Over time, I have seen three changes that have influenced the customer lifecycle, and shifted the priorities of vendors in order to build and maintain loyalty. These changes have been enabled through a technology evolution where the doors have been opened for a customer to have more visibility into the vendor’s activity and operations. The old cliche “there is nowhere to hide” comes to mind. Let’s take a look at the changes and how they have impacted the engagement through a customer lifecycle.
1. Technical enablement: With the proliferation of DIY apps and YouTube videos consumers want to be able to solve problems on their own. Similarly, corporate customers want to become self sufficient in diagnosing problems and leveraging tools to solve. At times, the value of services is simply the ability to enable a customer to solve their own problems by leveraging tools that normally a vendor would provide. In this way the vendor is sharing their expertise.
2. Social media: When customers have the ability to publicly consult with a vendor, the vulnerability of the vendor is put to the test. A customer who is not satisfied will be able to publicize any issue for others to see. In turn, the vendor will also have to publicly address the resolution or response to keep up with expected engagements on social media.
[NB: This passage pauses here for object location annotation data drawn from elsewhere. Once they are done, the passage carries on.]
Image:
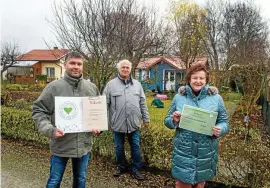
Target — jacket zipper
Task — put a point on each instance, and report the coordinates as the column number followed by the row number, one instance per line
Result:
column 115, row 103
column 126, row 107
column 196, row 174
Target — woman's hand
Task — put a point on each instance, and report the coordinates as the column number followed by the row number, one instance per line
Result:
column 176, row 117
column 216, row 131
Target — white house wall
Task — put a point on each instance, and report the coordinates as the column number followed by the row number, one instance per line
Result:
column 57, row 68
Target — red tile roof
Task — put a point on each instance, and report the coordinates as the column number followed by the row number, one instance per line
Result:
column 43, row 55
column 174, row 61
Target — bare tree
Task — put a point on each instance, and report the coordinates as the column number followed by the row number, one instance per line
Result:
column 214, row 26
column 105, row 32
column 245, row 34
column 9, row 54
column 190, row 30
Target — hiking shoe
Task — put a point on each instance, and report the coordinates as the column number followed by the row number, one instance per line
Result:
column 118, row 172
column 138, row 175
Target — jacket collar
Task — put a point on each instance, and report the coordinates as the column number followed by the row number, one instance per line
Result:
column 129, row 81
column 72, row 81
column 202, row 94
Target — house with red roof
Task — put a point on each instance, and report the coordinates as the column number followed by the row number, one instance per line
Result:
column 46, row 62
column 165, row 73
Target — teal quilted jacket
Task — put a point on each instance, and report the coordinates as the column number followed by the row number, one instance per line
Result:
column 195, row 155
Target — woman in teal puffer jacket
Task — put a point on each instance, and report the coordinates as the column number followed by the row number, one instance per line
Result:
column 195, row 155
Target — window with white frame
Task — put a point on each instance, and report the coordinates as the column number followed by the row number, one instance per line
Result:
column 50, row 71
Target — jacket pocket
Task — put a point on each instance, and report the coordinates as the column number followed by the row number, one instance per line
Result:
column 115, row 98
column 135, row 117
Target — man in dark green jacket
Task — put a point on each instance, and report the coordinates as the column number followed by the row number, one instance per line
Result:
column 76, row 146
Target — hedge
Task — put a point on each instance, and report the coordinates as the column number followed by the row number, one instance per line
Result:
column 241, row 162
column 155, row 145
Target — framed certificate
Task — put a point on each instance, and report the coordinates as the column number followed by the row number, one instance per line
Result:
column 198, row 120
column 81, row 114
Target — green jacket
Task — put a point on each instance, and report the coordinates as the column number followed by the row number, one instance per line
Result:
column 71, row 144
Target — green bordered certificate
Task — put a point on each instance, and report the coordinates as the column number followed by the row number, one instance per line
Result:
column 198, row 120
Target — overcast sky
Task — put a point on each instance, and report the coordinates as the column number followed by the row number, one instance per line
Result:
column 24, row 21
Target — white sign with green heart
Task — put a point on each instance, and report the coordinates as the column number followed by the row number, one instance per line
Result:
column 81, row 114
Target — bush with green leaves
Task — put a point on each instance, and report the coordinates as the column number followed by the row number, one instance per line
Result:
column 21, row 104
column 18, row 124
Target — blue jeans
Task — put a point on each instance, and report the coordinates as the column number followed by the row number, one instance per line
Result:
column 58, row 166
column 134, row 142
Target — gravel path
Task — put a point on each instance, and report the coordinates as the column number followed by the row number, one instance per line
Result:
column 27, row 166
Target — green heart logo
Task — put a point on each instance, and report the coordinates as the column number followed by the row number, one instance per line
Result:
column 68, row 110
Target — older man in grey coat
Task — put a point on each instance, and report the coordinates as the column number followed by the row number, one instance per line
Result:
column 127, row 108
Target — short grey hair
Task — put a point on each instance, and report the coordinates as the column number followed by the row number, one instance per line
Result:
column 124, row 61
column 73, row 54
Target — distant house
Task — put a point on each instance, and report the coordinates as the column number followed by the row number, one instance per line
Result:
column 35, row 62
column 165, row 73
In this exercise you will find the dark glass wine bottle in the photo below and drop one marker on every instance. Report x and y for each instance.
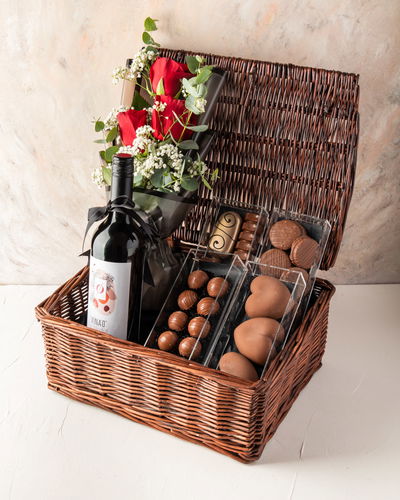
(116, 264)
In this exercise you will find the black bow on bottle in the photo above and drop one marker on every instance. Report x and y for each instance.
(122, 205)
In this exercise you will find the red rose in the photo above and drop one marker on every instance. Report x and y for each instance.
(128, 122)
(165, 121)
(171, 72)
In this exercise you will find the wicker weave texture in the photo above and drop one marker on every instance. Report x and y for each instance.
(229, 415)
(286, 137)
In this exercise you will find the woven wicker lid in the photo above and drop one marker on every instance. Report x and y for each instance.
(287, 137)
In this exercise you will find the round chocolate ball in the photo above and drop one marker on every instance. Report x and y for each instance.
(197, 279)
(199, 326)
(186, 347)
(217, 287)
(187, 299)
(177, 321)
(167, 341)
(207, 306)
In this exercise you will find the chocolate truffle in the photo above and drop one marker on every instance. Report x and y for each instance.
(254, 338)
(186, 347)
(284, 232)
(177, 321)
(187, 299)
(236, 364)
(217, 287)
(167, 341)
(226, 231)
(304, 252)
(269, 298)
(274, 257)
(251, 216)
(197, 279)
(199, 326)
(207, 306)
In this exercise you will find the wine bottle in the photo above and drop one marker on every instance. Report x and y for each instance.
(116, 264)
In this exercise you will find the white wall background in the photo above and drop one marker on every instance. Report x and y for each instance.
(56, 58)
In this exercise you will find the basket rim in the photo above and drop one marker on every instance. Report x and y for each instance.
(44, 315)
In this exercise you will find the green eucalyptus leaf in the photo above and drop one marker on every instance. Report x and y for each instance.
(206, 183)
(198, 128)
(110, 152)
(98, 126)
(189, 144)
(190, 105)
(150, 24)
(203, 75)
(193, 63)
(112, 134)
(189, 183)
(106, 175)
(160, 87)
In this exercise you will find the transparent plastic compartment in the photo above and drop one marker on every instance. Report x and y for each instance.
(215, 210)
(236, 315)
(317, 229)
(233, 270)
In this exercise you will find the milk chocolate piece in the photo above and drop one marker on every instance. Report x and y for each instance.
(197, 279)
(246, 235)
(225, 234)
(177, 321)
(283, 233)
(304, 252)
(274, 257)
(243, 245)
(207, 306)
(187, 299)
(217, 287)
(186, 347)
(167, 341)
(199, 326)
(251, 216)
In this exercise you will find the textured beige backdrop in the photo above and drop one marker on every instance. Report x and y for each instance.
(56, 59)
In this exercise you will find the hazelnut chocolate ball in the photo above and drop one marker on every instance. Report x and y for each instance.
(199, 326)
(217, 287)
(186, 347)
(187, 299)
(177, 321)
(197, 279)
(207, 306)
(167, 341)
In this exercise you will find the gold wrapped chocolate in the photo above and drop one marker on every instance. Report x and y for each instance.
(225, 234)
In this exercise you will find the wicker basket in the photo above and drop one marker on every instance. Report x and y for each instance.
(286, 137)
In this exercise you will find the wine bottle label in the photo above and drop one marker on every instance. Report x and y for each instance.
(108, 300)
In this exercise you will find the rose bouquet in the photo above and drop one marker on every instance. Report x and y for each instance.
(162, 123)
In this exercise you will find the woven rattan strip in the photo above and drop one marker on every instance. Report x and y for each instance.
(287, 137)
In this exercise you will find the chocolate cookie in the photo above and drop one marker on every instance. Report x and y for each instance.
(304, 252)
(274, 257)
(284, 232)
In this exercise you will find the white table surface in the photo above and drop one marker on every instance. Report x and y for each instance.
(340, 440)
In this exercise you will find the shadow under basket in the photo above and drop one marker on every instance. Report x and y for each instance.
(286, 138)
(183, 398)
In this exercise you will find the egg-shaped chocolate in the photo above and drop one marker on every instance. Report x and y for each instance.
(236, 364)
(199, 327)
(177, 321)
(254, 338)
(187, 299)
(167, 341)
(217, 287)
(270, 298)
(197, 279)
(207, 306)
(186, 347)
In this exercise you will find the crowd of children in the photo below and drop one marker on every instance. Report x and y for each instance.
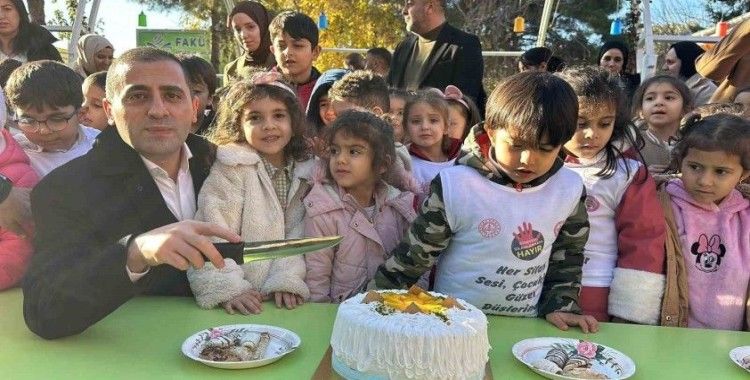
(555, 203)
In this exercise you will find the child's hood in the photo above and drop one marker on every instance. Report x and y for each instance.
(322, 85)
(14, 163)
(242, 154)
(733, 203)
(397, 176)
(452, 149)
(325, 196)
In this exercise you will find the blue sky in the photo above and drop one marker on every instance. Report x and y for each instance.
(121, 17)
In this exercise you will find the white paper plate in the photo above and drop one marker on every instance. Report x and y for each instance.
(738, 354)
(282, 342)
(607, 361)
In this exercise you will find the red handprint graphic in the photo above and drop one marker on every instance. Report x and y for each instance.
(528, 244)
(525, 234)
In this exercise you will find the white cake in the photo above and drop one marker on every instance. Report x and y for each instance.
(374, 341)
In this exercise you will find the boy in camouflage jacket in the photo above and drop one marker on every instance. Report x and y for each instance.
(508, 222)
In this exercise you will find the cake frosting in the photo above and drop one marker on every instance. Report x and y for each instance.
(377, 340)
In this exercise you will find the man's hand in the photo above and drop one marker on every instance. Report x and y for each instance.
(562, 320)
(15, 211)
(288, 300)
(246, 303)
(180, 245)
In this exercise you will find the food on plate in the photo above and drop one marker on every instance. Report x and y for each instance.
(236, 345)
(411, 334)
(571, 361)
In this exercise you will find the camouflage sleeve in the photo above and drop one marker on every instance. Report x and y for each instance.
(422, 244)
(562, 283)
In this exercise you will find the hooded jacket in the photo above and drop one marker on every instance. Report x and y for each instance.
(238, 194)
(15, 250)
(714, 255)
(335, 274)
(625, 251)
(430, 234)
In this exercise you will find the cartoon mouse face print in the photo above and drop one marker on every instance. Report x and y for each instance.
(708, 253)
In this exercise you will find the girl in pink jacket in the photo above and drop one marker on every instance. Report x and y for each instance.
(713, 219)
(623, 269)
(353, 199)
(15, 250)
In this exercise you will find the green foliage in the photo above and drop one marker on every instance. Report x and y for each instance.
(727, 9)
(67, 16)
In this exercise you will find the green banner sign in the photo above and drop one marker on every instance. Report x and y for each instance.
(176, 41)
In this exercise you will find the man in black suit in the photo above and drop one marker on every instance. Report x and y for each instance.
(115, 222)
(435, 54)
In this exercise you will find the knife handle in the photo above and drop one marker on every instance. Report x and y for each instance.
(231, 251)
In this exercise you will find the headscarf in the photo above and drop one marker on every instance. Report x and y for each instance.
(619, 45)
(687, 52)
(88, 46)
(258, 13)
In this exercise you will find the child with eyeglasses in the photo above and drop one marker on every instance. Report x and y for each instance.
(45, 97)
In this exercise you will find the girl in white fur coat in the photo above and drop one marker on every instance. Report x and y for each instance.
(255, 188)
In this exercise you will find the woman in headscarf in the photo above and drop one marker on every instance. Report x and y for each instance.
(20, 39)
(613, 56)
(680, 62)
(249, 22)
(95, 54)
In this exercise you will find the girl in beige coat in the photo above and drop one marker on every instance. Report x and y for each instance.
(255, 188)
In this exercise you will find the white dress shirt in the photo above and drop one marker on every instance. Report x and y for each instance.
(178, 195)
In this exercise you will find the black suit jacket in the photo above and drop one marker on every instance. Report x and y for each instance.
(455, 59)
(85, 212)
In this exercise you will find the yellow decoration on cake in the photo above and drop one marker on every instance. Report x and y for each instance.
(416, 300)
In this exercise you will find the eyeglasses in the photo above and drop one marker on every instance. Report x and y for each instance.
(54, 123)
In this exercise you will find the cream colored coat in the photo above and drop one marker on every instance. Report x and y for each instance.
(238, 194)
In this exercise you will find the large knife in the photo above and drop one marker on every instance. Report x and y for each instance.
(274, 249)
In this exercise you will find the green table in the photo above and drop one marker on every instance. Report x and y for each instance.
(142, 340)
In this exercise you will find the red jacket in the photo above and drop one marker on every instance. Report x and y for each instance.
(15, 250)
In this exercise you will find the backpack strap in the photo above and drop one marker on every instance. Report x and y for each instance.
(675, 302)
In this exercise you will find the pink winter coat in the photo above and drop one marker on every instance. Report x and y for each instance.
(715, 243)
(335, 274)
(15, 251)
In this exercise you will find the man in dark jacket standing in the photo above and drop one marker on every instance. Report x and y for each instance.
(435, 54)
(115, 222)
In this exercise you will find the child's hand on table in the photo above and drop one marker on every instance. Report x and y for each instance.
(288, 300)
(246, 303)
(563, 320)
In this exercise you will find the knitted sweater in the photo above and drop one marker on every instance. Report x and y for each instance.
(238, 194)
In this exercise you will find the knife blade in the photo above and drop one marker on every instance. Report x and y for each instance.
(274, 249)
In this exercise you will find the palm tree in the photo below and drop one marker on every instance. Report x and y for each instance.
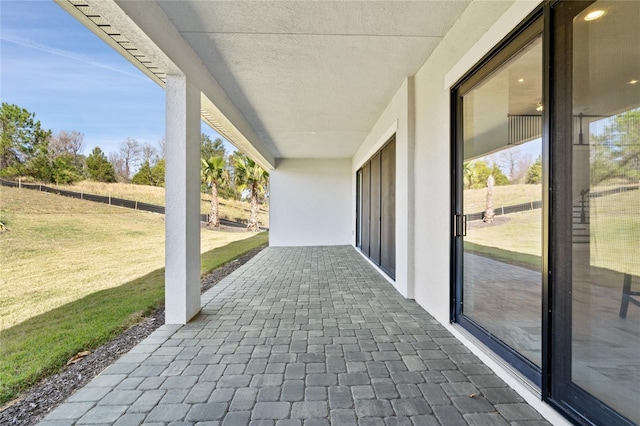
(249, 175)
(214, 172)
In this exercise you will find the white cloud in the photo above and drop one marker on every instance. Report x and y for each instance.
(24, 42)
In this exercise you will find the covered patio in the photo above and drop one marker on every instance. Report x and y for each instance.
(300, 336)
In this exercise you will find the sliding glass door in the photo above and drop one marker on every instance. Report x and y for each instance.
(376, 208)
(597, 348)
(500, 157)
(546, 245)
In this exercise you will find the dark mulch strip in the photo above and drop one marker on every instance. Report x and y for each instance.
(34, 404)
3. Expectations: Social media is not the only channel where customers expect a quick response from a vendor. With mobile technology at our fingertips, the customer’s expectations have shifted. Whether it’s email, Facebook messaging, or a Tweet, the expectation is that the vendor is listening and will respond just as fast as a direct phone call.
As you can see, supporting evolving technology is essential for vendors to stand apart from the competition. While it’s not easy to keep on top of all technical shifts, by keeping up in these three areas, vendors will be able to enhance their engagement through the customer lifecycle. This will in turn drive loyalty and establish a partner relationship versus a customer vendor transaction.